Les raisons n’étaient pas tout à fait claires. Mais l’explication la plus intéressante de Bowden et Offers est que les économistes et les technologues surestiment à quel point les gens veulent désespérément ne pas s’ennuyer. Les consommateurs feront de grands efforts pour échapper aux charges psychiques de l’inactivité sensorielle. Les acheteurs du milieu du siècle ont obtenu une radio, puis un téléviseur noir et blanc, puis un téléviseur couleur, puis un système de haut-parleurs, puis un magnétoscope, etc., envoyant un signal sans équivoque aux producteurs de ces machines qu’ils avaient presque demande infinie pour des doses plus élevées d’excitation par unité de temps.

Considérer l’IA comme un jeu, ou comme une distraction, ou comme une perte de temps ne veut pas dire que l’IA sera entièrement improductive ou bénigne. C’est imaginer, plutôt, que l’avenir influencé par l’IA contient plus de texture qu’une simple utopie ou dystopie. Dans Wonderland: How Play Made the Modern World, l’écrivain scientifique et technologique Steven Johnson dit que lorsque les êtres humains créent et partagent des expériences conçues pour ravir ou émerveiller, ils finissent souvent par transformer la société de manière plus dramatique que les personnes axées sur des préoccupations plus utilitaires. Par exemple, les feuilles de chansons pour les pianos à jeu automatique étaient essentiellement du code pour les automates. Ces feuilles de code ont aidé à établir l’industrie moderne du logiciel. Plutôt que de voir les jeux et le travail comme des opposés, nous pourrions essayer de les voir comme des compléments. La façon dont nous jouons avec l’IA aujourd’hui pourrait affecter notre façon de travailler d’une manière impossible à anticiper.

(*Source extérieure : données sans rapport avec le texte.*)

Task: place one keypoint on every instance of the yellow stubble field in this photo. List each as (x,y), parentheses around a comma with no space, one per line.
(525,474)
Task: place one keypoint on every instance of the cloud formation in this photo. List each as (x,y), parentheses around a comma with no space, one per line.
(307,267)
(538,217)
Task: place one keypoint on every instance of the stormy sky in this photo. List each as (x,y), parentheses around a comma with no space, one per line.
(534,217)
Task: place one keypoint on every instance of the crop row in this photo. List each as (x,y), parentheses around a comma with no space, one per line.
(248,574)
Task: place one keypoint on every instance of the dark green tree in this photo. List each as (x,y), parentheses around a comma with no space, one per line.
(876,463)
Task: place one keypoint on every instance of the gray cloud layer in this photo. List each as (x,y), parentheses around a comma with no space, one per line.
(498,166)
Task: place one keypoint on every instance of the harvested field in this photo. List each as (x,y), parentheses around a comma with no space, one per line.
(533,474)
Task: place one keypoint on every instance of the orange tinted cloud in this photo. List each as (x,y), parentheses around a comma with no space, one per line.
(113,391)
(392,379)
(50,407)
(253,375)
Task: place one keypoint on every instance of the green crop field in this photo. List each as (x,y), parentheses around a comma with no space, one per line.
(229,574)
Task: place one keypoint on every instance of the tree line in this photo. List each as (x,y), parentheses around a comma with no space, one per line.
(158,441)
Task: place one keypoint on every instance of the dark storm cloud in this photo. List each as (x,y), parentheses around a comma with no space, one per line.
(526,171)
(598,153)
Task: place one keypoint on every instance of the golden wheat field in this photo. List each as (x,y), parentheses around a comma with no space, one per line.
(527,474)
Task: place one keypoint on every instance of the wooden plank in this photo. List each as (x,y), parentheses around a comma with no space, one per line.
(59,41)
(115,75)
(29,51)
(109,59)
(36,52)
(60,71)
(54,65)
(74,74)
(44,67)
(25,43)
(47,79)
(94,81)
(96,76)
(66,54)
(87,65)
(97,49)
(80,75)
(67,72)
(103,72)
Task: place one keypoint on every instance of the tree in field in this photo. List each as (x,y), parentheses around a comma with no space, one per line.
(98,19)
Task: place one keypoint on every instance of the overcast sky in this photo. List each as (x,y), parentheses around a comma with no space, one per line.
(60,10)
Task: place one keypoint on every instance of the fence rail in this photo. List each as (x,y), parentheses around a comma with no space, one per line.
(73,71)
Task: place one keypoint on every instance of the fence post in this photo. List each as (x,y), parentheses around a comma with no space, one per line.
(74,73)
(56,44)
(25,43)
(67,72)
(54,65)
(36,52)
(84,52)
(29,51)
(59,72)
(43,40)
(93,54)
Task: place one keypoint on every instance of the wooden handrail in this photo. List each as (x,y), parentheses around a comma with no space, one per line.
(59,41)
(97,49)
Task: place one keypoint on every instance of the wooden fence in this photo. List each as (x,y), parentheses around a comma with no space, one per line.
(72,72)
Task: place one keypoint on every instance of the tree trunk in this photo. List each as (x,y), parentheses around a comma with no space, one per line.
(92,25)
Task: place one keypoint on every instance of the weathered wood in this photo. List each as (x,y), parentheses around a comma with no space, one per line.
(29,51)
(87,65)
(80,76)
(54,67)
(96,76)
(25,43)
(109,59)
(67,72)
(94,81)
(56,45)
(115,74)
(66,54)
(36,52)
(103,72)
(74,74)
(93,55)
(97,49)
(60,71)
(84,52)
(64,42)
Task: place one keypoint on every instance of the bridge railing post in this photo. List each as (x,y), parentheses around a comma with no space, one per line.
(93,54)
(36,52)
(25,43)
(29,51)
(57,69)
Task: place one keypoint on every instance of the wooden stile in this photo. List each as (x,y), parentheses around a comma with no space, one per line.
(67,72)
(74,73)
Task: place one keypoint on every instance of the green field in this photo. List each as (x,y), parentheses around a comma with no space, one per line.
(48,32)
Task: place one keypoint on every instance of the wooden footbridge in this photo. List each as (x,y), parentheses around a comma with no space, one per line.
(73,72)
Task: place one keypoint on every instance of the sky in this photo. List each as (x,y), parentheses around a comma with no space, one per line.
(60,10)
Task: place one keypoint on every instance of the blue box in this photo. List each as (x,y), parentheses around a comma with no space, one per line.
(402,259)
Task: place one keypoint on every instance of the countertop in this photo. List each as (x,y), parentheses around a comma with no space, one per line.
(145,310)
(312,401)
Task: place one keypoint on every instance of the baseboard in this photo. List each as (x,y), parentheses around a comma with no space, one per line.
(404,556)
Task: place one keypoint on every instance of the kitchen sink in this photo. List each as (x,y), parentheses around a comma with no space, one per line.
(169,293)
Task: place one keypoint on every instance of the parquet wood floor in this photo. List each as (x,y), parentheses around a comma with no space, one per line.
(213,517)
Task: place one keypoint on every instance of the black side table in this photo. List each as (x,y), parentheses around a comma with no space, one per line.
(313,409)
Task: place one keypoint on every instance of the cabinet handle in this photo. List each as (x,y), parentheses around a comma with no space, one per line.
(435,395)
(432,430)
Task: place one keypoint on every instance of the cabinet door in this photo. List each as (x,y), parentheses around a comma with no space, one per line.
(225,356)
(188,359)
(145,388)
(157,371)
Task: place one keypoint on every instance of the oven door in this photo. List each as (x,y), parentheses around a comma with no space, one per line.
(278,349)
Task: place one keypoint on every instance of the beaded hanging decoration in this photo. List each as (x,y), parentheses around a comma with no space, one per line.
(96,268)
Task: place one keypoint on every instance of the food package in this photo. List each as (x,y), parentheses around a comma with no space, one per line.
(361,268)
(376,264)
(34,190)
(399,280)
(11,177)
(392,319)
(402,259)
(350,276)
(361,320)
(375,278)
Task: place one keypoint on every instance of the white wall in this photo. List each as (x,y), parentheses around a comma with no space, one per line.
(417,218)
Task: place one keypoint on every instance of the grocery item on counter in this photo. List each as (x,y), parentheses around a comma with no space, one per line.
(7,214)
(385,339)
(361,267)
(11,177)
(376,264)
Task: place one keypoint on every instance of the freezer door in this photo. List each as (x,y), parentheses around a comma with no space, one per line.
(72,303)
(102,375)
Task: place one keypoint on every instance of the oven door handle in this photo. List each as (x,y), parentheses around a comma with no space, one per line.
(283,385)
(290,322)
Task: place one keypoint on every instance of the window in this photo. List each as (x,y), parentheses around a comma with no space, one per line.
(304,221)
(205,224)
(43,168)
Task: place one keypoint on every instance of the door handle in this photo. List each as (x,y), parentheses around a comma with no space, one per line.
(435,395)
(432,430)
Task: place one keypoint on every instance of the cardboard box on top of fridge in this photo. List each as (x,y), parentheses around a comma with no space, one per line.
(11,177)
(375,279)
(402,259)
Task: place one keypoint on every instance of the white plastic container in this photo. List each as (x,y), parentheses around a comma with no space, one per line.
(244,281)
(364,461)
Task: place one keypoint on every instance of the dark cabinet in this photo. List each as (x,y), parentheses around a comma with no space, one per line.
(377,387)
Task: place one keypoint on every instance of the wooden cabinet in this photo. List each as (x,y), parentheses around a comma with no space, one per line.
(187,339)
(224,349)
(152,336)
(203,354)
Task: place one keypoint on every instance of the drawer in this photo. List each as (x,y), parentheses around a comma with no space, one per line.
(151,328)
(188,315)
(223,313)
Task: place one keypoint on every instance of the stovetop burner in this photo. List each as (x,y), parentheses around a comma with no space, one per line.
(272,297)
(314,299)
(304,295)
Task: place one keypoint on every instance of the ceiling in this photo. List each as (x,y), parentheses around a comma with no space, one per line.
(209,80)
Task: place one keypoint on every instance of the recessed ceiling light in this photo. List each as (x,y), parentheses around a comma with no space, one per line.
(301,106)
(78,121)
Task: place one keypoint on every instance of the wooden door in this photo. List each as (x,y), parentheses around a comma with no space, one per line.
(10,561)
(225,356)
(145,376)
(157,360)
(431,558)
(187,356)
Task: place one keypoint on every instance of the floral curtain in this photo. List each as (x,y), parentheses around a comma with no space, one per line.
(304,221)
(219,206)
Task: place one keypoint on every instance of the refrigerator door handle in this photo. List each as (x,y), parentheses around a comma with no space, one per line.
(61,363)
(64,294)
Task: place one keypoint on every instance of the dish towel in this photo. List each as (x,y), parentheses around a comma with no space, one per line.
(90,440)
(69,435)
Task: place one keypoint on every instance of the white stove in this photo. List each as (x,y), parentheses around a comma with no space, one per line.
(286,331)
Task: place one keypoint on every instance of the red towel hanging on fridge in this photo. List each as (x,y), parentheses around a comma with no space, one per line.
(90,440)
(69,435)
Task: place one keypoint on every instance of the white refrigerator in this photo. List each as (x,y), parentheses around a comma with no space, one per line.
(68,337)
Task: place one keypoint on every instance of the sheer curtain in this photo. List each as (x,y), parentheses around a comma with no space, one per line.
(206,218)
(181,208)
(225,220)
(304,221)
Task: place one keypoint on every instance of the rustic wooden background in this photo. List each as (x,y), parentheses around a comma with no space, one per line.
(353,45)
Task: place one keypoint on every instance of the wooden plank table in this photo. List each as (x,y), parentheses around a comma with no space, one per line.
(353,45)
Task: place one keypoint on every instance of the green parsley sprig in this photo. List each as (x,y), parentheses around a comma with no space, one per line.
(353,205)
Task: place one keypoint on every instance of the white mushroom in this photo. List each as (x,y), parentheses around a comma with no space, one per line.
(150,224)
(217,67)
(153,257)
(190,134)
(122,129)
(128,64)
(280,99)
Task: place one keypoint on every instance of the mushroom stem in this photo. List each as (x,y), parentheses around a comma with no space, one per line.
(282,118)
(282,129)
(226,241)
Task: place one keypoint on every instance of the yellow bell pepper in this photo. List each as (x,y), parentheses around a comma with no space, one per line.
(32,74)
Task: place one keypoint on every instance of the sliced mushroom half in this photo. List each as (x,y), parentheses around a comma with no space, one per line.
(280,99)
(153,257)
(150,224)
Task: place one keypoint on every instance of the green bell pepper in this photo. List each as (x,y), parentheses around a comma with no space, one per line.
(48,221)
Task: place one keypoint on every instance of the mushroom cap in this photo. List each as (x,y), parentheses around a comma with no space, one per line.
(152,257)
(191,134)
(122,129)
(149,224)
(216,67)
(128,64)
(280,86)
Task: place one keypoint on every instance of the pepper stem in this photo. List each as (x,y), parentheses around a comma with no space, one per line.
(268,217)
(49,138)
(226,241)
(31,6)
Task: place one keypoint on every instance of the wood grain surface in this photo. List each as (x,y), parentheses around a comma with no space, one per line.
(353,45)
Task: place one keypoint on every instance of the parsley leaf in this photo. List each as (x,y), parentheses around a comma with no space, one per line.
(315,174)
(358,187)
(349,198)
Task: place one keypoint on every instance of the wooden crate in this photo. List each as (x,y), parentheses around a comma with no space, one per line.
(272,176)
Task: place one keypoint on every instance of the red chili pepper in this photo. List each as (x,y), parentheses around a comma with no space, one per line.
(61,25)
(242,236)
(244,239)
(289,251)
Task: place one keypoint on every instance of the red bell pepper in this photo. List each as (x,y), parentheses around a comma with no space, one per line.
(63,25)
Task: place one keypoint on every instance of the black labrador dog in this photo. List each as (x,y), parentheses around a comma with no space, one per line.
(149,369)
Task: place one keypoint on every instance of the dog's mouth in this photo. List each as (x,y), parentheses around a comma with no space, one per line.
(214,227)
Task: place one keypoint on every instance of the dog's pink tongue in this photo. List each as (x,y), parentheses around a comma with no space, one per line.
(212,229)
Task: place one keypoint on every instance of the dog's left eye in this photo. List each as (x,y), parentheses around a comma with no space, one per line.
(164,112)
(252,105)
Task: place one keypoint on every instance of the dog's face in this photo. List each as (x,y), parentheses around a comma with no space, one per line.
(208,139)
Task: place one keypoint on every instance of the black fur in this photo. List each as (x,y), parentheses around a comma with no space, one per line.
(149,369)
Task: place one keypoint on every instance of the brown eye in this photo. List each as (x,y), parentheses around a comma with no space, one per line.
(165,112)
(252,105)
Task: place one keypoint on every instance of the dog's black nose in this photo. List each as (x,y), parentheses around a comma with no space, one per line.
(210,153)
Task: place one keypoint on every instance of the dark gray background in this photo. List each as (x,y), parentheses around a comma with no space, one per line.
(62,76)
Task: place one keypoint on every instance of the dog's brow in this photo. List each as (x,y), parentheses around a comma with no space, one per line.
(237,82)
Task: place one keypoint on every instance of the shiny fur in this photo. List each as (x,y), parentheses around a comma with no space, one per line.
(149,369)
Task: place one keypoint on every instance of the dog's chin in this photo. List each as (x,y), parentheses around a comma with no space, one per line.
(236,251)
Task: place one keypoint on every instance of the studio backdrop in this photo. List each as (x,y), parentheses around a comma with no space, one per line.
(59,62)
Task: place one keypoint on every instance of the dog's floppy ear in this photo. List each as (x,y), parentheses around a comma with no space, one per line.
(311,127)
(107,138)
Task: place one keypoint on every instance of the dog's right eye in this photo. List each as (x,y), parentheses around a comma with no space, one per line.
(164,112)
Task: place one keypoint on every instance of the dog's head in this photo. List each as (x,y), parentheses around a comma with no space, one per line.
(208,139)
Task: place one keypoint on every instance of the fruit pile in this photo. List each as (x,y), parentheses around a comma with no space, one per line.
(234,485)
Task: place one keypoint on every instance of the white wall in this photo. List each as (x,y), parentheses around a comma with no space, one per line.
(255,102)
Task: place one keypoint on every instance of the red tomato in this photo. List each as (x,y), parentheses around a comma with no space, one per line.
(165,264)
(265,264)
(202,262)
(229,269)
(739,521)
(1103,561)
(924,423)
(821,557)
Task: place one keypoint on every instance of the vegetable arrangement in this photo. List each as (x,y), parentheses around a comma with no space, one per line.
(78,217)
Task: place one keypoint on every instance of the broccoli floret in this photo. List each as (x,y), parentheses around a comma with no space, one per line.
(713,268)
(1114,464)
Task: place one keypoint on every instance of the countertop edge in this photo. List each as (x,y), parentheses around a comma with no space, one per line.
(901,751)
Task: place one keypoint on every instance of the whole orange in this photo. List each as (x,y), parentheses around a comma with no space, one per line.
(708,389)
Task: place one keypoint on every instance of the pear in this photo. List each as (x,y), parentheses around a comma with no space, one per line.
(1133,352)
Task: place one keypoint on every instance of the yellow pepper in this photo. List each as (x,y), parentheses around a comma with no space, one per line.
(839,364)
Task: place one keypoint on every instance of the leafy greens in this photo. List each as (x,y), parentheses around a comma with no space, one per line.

Dans la dichotomie utopie-dystopie, l’IA avancée sauve le monde avec des percées scientifiques et une richesse fabuleuse jusqu’au moment où elle détruit le monde. L’avenir s’en va : l’or, l’or, l’or, la mort. Eh bien, peut-être. Mais si le passé est une indication, les routes vers l’or et la mort seront pavées de jeux et grêlées de distractions. L’IA va perdre un milliard d’heures avant d’en gagner un milliard. Avant qu’il ne nous tue tous, il tuera beaucoup de temps.